New generation of Phonexia DNN voice biometric engine offers major performance improvements
Phonexia has announced the launch of the fourth generation of its voice biometric software, which cuts the time required for identification by a third while scoring accuracy above 99 percent in testing against the NIST SRE dataset.
The company says its Deep Embeddings for Speaker Identification, which is now available in production, is the first commercially available voice biometrics engine based exclusively on deep neural network (DNN). The fourth generation combines DNNs and more robust speaker models for major performance improvements over the third generation. The last generation, which was launched a year ago, scored an Equal Error Rate (EER) of 1.24 percent against the NIST SRE dataset, which Phonexia says made it among the most accurate voice biometric engines on the market. The new version has been measured with a 0.96 percent error rate. On a client dataset, Deep Embeddings third generation’s EER was 5.61 percent, and the new version’s EER was 2.35 percent.
Additionally, the time necessary for identification has been reduced from 10 to 7 seconds, while enrollment time has been reduced from 35 to 20 seconds.

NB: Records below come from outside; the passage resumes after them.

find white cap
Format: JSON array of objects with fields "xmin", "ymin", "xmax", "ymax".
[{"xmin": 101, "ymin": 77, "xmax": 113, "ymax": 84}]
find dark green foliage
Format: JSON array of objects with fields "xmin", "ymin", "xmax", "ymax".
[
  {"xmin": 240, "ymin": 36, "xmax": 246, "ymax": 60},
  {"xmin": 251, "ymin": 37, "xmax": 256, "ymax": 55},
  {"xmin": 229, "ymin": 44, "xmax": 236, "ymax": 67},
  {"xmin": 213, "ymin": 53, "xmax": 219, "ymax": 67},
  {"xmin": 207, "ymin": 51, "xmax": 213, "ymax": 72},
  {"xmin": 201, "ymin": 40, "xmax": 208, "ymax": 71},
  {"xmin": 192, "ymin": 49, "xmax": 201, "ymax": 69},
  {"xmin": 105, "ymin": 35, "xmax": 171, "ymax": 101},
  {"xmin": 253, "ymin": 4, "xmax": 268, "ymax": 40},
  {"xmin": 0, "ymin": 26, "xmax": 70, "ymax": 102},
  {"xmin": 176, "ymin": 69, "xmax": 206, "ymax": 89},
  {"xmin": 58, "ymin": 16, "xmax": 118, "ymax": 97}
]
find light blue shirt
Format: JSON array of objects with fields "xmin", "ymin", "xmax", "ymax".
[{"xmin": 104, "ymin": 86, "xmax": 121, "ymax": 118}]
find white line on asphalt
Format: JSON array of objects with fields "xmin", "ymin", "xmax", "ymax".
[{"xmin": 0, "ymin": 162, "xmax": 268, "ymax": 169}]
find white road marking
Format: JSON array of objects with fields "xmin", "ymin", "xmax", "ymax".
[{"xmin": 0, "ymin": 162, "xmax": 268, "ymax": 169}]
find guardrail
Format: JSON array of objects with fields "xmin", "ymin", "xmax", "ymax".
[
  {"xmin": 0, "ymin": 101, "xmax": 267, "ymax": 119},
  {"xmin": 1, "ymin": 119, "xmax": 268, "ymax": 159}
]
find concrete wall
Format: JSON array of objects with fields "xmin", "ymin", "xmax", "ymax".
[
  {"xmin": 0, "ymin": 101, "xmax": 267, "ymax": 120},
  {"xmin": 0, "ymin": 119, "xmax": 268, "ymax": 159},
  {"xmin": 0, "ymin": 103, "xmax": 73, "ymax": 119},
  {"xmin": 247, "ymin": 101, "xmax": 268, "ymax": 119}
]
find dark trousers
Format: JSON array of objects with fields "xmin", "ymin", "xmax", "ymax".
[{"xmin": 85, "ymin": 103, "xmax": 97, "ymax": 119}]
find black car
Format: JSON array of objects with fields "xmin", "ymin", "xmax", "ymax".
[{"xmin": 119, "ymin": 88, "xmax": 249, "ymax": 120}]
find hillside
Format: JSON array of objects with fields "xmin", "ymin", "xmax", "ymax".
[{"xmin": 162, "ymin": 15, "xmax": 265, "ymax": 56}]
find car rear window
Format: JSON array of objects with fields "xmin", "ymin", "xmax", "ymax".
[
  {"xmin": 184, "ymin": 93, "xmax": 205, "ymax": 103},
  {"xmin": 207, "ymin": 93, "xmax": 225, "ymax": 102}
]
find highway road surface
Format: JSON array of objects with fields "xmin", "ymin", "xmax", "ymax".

The new technology also provides improved performance for identification through a different channel than the enrollment was captured in, and for cross-language scenarios, the company says. The speed of processing has improved from 5 times faster than real time to 20 times faster than real time, even as RAM consumption has fallen from 2.07 GB to 0.08 GB.
Phonexia plans to market Deep Embeddings for use in criminal investigations, financial services, virtual personal assistants, smart homes, IoT, automotive, and industrial applications, and embedded devices.
The number of businesses using voice technology to interact with customers is forecast by Pindrop to reach 85 percent this year.